ESPE2024 Poster Category 2 GH and IGFs (22 abstracts)
Klinik für Kinder und Jugendmedizin, Klinikum Bremen Nord, Bremen, Germany
A 15y old girl presented with severe hypoglycaemic symptoms in combination with low blood glucose levels (<60 mg/dl). She had symptoms for over 1 year in combination with reduced activity, development of oligomenorrhoea after 2 years of normal cycles, increased fluid intake. Continuous sc. glucose measurement revealed constantly low or reduced glucose levels apart from a few increases after meals. Metabolic laboratory testing was normal apart from a single diminished GH level during hypoglycaemia. Insulin and C-peptide levels were appropriate to glucose levels with no sign of hyperinsulinism. MRI’s from brain and abdomen were normal. Oral glucose tolerance test showed normal increase of serum glucose, high normal insulin levels decreasing appropriately in relation to glucose levels. However, after 3 hours, serum glucose fell to 54 mg/dl. Laboratory investigations afterwards every 20 min up to 1 hour show a low GH levels (< 5ng/ml and a low but normal cortisol increase (>12 mg/dl) with normal values for all other parameters of glucose metabolism. Then, after an arginine infusion test, GH values were below 8 ng/ml so that an insufficient GH secretion was diagnosed. Treatment with GH was started. Since 2 injections of GH/d were necessary to prevent hypoglycaemia, we started with long acting GH (Ngenla) 46 mg/week. Subcutaneous glucose levels rose but still on 2 occasions hypoglycaemia occurred.
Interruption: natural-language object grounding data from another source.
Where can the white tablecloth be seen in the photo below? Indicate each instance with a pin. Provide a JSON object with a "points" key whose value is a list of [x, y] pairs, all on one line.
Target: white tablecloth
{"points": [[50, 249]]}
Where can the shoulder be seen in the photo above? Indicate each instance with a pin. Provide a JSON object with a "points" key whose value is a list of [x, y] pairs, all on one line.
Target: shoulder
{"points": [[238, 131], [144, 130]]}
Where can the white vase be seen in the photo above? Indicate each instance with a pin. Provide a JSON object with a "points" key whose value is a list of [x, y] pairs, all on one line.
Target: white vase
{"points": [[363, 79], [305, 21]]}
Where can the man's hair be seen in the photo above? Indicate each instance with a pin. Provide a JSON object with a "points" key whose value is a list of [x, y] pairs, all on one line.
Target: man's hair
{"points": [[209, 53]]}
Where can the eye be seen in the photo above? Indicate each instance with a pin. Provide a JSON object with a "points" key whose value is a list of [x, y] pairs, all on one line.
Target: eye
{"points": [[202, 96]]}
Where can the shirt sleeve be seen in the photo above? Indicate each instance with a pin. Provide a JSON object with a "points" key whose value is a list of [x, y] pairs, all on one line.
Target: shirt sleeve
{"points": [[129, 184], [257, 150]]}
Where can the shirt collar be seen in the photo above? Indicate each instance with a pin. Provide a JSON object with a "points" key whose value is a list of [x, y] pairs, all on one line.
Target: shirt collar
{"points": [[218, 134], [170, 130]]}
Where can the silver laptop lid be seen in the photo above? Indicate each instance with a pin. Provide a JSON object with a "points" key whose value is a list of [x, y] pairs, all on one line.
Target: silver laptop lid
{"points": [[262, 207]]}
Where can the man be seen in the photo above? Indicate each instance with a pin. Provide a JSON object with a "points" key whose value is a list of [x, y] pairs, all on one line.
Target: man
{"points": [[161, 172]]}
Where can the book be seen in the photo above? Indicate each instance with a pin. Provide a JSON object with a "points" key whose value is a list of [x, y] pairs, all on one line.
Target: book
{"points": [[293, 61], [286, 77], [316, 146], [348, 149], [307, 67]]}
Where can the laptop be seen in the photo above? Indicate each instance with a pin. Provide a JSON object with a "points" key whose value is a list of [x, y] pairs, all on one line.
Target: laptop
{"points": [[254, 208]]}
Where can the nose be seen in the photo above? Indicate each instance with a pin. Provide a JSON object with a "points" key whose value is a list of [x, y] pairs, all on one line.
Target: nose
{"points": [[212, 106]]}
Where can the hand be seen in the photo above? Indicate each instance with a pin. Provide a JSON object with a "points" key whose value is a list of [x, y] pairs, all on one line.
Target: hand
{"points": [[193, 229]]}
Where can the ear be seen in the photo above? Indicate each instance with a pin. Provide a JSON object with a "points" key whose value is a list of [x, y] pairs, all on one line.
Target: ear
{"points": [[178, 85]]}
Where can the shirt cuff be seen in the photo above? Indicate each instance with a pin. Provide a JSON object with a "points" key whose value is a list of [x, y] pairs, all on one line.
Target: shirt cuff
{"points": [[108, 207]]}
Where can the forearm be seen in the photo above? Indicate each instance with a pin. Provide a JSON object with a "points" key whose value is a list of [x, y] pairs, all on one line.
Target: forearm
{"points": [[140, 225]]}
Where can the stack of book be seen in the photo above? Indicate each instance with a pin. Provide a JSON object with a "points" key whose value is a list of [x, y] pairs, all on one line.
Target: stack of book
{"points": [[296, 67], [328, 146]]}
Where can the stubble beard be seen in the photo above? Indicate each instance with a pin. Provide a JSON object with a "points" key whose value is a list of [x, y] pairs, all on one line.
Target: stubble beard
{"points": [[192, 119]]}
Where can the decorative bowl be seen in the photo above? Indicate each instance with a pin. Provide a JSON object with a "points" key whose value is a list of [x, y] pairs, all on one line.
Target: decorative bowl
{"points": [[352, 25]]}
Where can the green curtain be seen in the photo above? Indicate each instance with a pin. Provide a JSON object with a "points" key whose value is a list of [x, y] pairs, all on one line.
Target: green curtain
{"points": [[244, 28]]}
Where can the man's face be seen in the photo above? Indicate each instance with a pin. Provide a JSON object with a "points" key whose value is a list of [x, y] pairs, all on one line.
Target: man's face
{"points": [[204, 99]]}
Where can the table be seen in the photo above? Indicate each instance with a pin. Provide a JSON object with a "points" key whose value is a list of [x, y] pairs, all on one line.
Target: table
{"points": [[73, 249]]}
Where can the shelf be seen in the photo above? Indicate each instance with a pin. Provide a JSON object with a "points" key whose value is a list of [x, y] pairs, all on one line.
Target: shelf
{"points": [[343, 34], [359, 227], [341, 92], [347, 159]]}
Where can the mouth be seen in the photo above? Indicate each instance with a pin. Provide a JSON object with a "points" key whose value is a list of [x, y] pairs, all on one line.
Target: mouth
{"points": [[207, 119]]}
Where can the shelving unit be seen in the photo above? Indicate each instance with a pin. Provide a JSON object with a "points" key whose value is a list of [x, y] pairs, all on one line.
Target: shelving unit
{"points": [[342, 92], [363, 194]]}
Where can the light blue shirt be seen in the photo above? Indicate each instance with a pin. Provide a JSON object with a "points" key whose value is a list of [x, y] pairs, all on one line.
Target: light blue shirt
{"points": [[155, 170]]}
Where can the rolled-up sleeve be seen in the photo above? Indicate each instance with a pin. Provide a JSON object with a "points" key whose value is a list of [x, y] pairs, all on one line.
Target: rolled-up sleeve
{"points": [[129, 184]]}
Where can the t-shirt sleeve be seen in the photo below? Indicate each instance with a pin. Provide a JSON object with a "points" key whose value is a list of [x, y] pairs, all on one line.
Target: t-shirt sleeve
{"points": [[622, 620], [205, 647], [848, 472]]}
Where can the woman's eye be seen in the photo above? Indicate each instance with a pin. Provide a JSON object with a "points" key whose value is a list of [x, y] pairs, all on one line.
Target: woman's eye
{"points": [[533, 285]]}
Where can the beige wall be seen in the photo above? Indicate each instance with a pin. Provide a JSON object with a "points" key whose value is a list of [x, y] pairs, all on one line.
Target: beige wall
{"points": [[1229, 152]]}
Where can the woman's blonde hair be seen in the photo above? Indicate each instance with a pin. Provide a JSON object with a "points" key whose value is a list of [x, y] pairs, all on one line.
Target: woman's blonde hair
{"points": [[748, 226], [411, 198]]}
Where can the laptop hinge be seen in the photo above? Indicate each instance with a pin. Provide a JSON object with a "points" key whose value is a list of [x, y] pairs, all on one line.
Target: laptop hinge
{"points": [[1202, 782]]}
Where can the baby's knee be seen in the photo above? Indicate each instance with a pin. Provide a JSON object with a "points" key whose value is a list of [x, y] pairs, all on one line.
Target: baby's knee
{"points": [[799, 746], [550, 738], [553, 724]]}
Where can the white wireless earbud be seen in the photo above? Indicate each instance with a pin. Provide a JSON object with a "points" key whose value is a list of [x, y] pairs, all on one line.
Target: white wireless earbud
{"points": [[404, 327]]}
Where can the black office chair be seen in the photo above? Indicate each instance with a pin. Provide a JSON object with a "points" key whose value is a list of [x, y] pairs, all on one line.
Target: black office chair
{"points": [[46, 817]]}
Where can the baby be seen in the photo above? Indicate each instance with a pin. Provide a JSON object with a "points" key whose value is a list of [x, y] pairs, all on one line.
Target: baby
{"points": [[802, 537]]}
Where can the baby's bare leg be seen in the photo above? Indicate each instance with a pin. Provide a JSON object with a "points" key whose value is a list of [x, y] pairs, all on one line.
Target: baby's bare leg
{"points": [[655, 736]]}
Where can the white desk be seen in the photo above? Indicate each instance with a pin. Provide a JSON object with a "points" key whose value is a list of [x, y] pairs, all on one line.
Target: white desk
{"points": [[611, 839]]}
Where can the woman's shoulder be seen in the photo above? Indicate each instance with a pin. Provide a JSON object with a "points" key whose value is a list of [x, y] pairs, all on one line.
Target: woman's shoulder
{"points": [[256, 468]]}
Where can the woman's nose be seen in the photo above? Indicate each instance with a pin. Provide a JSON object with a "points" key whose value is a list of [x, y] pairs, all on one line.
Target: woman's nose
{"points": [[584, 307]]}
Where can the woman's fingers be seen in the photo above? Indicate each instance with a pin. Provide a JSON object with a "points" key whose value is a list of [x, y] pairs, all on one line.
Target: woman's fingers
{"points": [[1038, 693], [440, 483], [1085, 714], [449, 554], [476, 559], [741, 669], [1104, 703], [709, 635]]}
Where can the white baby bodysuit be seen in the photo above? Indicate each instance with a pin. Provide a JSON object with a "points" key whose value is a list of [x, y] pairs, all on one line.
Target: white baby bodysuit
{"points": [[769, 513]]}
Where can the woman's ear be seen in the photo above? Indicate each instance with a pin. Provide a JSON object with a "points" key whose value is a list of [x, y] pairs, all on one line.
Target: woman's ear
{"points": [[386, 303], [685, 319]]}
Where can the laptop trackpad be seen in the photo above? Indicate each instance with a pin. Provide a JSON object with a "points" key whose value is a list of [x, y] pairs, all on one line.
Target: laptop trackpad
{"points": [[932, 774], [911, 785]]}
Treatment was increased to 54 mg/week. Glucose levels still were in the lower normal range but no glucose levels below 70 mg/dl were encountered and the girl remained without hypoglycaemic symptoms together with an overall improvement of activity and wellbeing. The patient presents an unusual symptom of GH deficiency at this age. Continuous increase of GH levels with a long acting GH preparation abolished the symptoms.